TGF-α, IL-6 Levels Predict Responses and Outcomes in CML

March 22, 2016
Dave Levitan
Dave Levitan

Elevated levels of TGF-α and IL-6 in newly diagnosed chronic-phase chronic myeloid leukemia patients were predictive of failure to achieve molecular response.

Elevated levels of transforming growth factor-alpha (TGF-α) and interleukin-6 (IL-6) in patients with newly diagnosed chronic-phase chronic myeloid leukemia (CP-CML) were strongly predictive of subsequent failure to achieve molecular response, and of transition to blast crisis (BC-CML) and survival outcomes, according to a new study.

Previous studies have shown that the failure to achieve an early molecular response (EMR; defined as BCR-ABL1 ≤ 10% at 3 months) has poorer survival outcomes; EMR is also predictive of treatment outcomes on second-generation tyrosine kinase inhibitors (TKIs) such as nilotinib and dasatinib, suggesting that those with EMR failure may have intrinsic TKI resistance.

“Thus, the identification of relevant biomarkers is required so that alternative therapeutic approaches, preferably at the time of diagnosis, may be implemented in patients at high risk of EMR failure and transformation,” wrote study authors led by Deborah White, PhD, of the South Australian Health and Medical Research Institute in Adelaide.

The study involved analysis of plasma samples from CP-CML patients enrolled in the TIDEL-II trial; the researchers included samples from 186 patients prior to starting imatinib treatment, and from 17 patients after 6 months on TKI therapy, and these were compared with 19 healthy donor samples. The results were published in Leukemia.

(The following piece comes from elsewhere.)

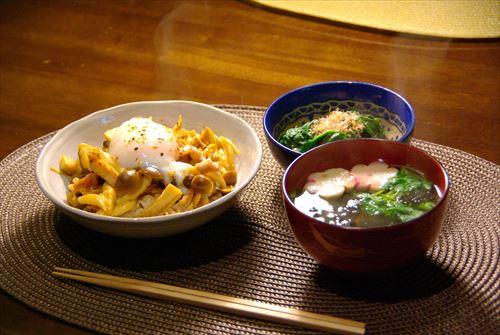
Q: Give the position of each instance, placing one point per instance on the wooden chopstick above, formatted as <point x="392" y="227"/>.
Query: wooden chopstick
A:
<point x="216" y="301"/>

In total, the levels of 13 out of 39 different pro-inflammatory and angiogenesis-promoting cytokines, chemokines, and growth factors were significantly elevated in the newly diagnosed patients compared with the healthy donors. Most of these molecules, including epidermal growth factor (EGF), fibroblast growth factor 2 (FGF2), vascular endothelial growth factor (VEGF), TGF-α, and others normalized after 6 months of imatinib therapy. Several others, including TNF-α, soluble interleukin-2 receptor alpha (sIL-2Rα), interleukin-8 (IL-8), and others, remained elevated, which the authors wrote could reflect “persistent disease-induced alterations within the microenvironment.” A third group of molecules were only elevated following TKI therapy, suggesting the drug induced those changes.

An analysis found that TGF-α and IL-6 were the two most important molecules for EMR prediction. The median plasma concentration of TGF-α in those who achieved EMR was 16.6 pg/mL, compared with 4.9 pg/mL in those who did not (P < .001). For IL-6, the concentrations were 1.26 pg/mL vs 0.44 pg/mL (P = .004).

A group that had elevated concentrations of both these factors had a 55% rate of major molecular response at 24 months, compared with 68% among those with high TGF-α but low IL-6, and 83% in those with low TGF-α. The group with elevated levels of both also had significantly poorer progression-free survival (P < .0001), event-free survival (P = .028), and failure-free survival (P = .0007). Only three patients transformed to blast crisis in the first 12 months, and all three had elevated levels of both TGF-α and IL-6.

TGF-α alone was also predictive of a failure to achieve EMR, though less so than when combined with IL-6. The authors wrote that this could suggest a pathogenic role for TGF-α.

“With further validation this predictive tool incorporating relatively easy to adopt laboratory tests has the potential to guide clinical decisions in the future,” the authors concluded.